AMD also announced that it will begin promoting the Athlon in TV commercials starting on Sunday. A competitive Athlon means PC chip prices will likely drop, which puts serious pressure on Intel's margins. AMD's stock finished down 5.75% Friday, in the wake of an exuberant 22% rise Thursday after Sanders' announcement.

The problem for Intel is that an Athlon chip sells for hundreds of dollars, but AMD has long tried to survive on less than $100 per chip. So even if Intel goes on the offensive by dropping its prices, it would have to drop them way, way down to hurt AMD. And that kind of price drop would annoy Intel's profit-addicted investors more.

Other analysts -- like

Robertson Stephens'

Dan Niles, who has long been less bullish on Intel -- say AMD is but one problem facing Intel. Niles downgraded Intel to attractive from buy back in April, and while most of his colleagues were upgrading the stock this summer, Niles instead upgraded AMD. Robertson Stephens has no underwriting relationship with Intel or AMD.

The

First Call/Thomson Financial

consensus calls for Intel to earn 63 cents a share this quarter vs. 59 cents a year ago.

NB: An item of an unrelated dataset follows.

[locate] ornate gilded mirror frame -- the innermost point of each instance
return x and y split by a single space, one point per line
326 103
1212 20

Niles says that isn't exactly high growth. Consider, he says, that this was during a year in which one competitor,

National Semiconductor

(NSM)

, exited the market midyear, and the other, AMD, failed to produce large quantities of its pre-Athlon chips.

What will happen next year, asks Niles, when Intel has to compete against large volumes of chips from AMD and the Taiwanese-based

Via Technologies

, which bought National Semi's microprocessor business? Niles says he is convinced that AMD will be selling high-end computers to

Gateway

(GTW)

within the next few months and will start stealing market share from Intel in the corporate computer market within six months.

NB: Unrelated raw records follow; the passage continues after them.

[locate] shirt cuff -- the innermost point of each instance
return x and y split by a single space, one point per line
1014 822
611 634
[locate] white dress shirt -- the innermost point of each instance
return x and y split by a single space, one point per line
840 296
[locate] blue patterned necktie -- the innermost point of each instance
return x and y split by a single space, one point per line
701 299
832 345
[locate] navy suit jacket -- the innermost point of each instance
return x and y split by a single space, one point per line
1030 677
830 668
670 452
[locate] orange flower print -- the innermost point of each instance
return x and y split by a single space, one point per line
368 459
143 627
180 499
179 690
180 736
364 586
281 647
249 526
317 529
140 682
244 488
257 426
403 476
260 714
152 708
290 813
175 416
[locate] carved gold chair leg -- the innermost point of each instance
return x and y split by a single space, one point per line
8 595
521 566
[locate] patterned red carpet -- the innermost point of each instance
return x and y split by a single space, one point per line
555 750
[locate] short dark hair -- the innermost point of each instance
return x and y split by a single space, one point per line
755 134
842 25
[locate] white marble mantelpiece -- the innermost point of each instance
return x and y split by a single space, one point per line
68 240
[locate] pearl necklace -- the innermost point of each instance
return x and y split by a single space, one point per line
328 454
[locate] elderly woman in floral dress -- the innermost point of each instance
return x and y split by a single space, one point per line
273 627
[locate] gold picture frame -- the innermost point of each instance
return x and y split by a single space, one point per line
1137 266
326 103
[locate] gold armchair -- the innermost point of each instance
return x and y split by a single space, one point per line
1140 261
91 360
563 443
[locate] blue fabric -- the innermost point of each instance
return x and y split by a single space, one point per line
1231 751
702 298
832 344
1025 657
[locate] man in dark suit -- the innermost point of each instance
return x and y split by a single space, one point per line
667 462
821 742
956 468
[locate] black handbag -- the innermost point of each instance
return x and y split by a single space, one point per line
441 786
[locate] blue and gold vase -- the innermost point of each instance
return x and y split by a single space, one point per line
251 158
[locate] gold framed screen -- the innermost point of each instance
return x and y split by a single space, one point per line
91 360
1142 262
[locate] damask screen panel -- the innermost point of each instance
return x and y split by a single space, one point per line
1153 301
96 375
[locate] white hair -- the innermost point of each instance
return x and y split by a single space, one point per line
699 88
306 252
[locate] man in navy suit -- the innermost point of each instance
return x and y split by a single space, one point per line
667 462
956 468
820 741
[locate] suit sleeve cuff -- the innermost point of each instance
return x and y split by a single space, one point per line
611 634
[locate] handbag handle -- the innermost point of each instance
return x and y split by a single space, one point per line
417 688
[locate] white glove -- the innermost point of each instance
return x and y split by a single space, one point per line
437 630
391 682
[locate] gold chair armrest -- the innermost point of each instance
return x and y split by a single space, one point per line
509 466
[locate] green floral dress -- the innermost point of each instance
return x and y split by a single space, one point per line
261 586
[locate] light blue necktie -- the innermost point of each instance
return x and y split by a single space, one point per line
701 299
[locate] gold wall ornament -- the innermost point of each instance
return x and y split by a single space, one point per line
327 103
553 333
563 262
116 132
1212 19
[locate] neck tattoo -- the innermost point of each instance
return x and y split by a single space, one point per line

Intel long had a story investors could depend on. The undisputed semiconductor leader sold more chips than anyone else in the world. What's more, those chips generated cushy profits. But as the company diversifies into communications and the PC market becomes less profitable, there are too many uncertain variables in Intel's future, says

Fahnestock's

Dan Scovel, another Intel bear. Fahnestock has no underwriting relationship with Intel or AMD.

Add up the risks from Athlon, Rambus and Intel's

foray into the Internet industry, and Intel's prospects for revenue and earnings growth start to dim. "Most people play technology inherently as a growth space," Scovel says. "Intel can remain a healthy company with a steady earnings stream. But what

analysts are fighting about is its ability to expand."

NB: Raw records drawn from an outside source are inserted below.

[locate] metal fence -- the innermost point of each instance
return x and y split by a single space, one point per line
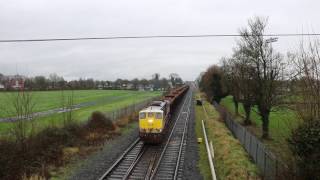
271 167
127 110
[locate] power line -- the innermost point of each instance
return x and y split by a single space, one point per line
145 37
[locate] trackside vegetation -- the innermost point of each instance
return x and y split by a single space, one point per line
282 122
230 159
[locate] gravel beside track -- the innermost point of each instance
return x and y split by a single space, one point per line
191 171
99 162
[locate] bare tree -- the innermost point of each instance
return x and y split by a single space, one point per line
267 65
307 88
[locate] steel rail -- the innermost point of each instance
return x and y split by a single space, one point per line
169 138
185 130
120 159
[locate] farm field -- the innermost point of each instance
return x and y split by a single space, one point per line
281 123
231 160
46 100
106 100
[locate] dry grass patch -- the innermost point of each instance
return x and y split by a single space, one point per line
231 161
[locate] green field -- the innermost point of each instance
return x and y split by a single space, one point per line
106 100
230 159
281 122
45 100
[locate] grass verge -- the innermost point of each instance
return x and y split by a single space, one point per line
281 123
231 161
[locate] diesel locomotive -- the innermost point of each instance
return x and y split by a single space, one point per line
154 119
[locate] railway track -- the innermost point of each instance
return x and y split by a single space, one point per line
164 161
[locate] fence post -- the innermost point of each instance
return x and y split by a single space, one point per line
265 162
257 151
276 169
244 138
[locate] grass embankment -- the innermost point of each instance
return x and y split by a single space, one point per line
281 123
230 161
56 152
107 100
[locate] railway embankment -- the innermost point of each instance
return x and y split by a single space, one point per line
230 159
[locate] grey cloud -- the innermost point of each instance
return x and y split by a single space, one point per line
137 58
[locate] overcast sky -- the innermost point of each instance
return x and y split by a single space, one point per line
130 58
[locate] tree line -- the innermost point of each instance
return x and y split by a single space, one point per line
55 82
256 75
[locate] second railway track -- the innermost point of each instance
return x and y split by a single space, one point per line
163 161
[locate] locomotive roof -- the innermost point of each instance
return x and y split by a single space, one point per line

Until now, investors have been more than willing to ignore such bearish warnings. Longtime Intel bear Ken Pearlman of

CIBC World Markets

caved in to this sentiment Oct. 29 by upgrading the stock to buy from hold after Intel wowed analysts on a conference call without ever discussing future profits. But Pearlman admitted that his upgrade was made because the stock was likely to rise, and also because he was under enormous pressure from his sales team to make it. It did not result from any evidence of improved earnings growth in the future, he says. CIBC has no underwriting relationship with Intel or AMD.

Niles says his sales team hassles him "all the time" about his bearish rating on Intel. But investors won't ignore the fundamentals forever, he says. "Intel has underperformed the

Nasdaq

this entire year," he says. Intel's up 27% compared to the Nasdaq's 47% rally. "If you are a fund manager, that pulls down your funds. And that's how you lose your job."